今の冗談に、一体何の意味があったというのだろう。これまでのソレとは、明らかに質が違った。その冗談、僕には、笑いどころも品性も見当たらないように思える。素直に、引いてしまった。
「マジで君、リアクション面白すぎ」
なのに、それをこう評されてしまうのは、不服以外の何物でもなかった。
「どう? 焦った? 新たなライバル出現だー、って」
「……ミキさん」
だから、僕は反撃に出ることにした。
「なぁに?」
「……アンタ……僕を散々バカにして……もういいです。完全に怒りました。謝ったって許しませんから。ミキさんのこと──」
人差し指を如月へと突き立てる。
それから、
「──先生に言いつけてやる!」
高校二年生の発言にしてはダサすぎる文句を放った。
***
如月は、スマホをいじっていた。他人を連れ出してきたくせに、それはないだろう、と溜息が出る。
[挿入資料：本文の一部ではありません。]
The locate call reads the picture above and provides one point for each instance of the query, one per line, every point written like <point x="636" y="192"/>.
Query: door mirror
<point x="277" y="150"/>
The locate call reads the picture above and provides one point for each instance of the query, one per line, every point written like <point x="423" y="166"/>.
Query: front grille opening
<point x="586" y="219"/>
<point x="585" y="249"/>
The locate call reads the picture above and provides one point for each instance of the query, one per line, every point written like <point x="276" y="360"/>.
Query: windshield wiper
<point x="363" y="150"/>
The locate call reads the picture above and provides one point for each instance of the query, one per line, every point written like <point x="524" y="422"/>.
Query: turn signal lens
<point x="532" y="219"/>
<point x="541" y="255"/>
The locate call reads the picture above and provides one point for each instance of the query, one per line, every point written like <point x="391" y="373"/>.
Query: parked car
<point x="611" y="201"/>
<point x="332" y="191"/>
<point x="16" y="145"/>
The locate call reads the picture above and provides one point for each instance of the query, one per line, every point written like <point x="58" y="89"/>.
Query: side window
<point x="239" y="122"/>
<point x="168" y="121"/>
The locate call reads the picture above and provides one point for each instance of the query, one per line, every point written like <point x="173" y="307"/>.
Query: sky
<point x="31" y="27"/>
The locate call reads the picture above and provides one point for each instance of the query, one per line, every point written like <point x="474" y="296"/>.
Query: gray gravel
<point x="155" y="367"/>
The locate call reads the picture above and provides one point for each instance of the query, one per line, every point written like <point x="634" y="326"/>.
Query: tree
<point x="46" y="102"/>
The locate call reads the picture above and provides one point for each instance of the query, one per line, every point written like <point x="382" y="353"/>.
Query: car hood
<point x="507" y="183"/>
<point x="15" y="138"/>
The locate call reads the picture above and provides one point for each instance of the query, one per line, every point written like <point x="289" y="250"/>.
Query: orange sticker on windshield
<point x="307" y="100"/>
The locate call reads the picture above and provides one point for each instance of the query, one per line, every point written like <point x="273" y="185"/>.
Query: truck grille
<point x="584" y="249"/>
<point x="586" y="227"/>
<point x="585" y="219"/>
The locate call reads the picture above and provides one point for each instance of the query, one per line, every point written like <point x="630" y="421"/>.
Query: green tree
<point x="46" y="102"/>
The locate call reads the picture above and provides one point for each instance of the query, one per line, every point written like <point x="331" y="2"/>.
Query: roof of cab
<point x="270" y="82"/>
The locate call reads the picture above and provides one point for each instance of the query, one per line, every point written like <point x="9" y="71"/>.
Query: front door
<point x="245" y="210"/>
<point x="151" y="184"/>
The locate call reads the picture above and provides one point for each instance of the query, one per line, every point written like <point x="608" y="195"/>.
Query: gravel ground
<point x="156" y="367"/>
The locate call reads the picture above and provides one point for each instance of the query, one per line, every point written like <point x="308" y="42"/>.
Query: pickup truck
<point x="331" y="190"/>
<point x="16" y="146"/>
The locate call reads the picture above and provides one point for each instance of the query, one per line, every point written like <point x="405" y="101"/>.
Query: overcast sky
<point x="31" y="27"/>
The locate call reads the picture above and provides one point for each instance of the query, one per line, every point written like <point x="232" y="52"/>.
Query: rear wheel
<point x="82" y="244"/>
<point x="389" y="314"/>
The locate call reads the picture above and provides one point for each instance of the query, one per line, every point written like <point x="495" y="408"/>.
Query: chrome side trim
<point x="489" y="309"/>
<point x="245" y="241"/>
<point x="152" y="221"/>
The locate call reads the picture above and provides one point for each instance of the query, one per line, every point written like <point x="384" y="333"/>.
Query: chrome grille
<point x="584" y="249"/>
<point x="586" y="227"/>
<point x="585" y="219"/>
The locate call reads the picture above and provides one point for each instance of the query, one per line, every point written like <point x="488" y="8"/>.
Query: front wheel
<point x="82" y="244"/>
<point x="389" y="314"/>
授業をサボっていたり、空き教室の鍵を不法に所持していたり、不良行為が目立っていたけれど、人としての道徳心も機能「不良」なのではなかろうか、と結構キツめの毒を、胸中で吐き出した。
「陽平くんはさ、」
ごめんね、の一言もナシに、スマホをポケットへしまい、顔を上げた。
「楓のこと、いつから好きなの?」
「……」
「幼馴染ってことはさ、だいぶ長いこと一緒なワケじゃん? 中学からとかじゃないでしょ? それは幼馴染って言わないもんな。ってことは、小学校から? 十年くらいも一緒ってこと? その間、ずーっと楓のこと好きなわけ?」
疑問符が多くて、どこから処理すればいいか分からなかった。元から、まともに取り合うつもりはないけれど。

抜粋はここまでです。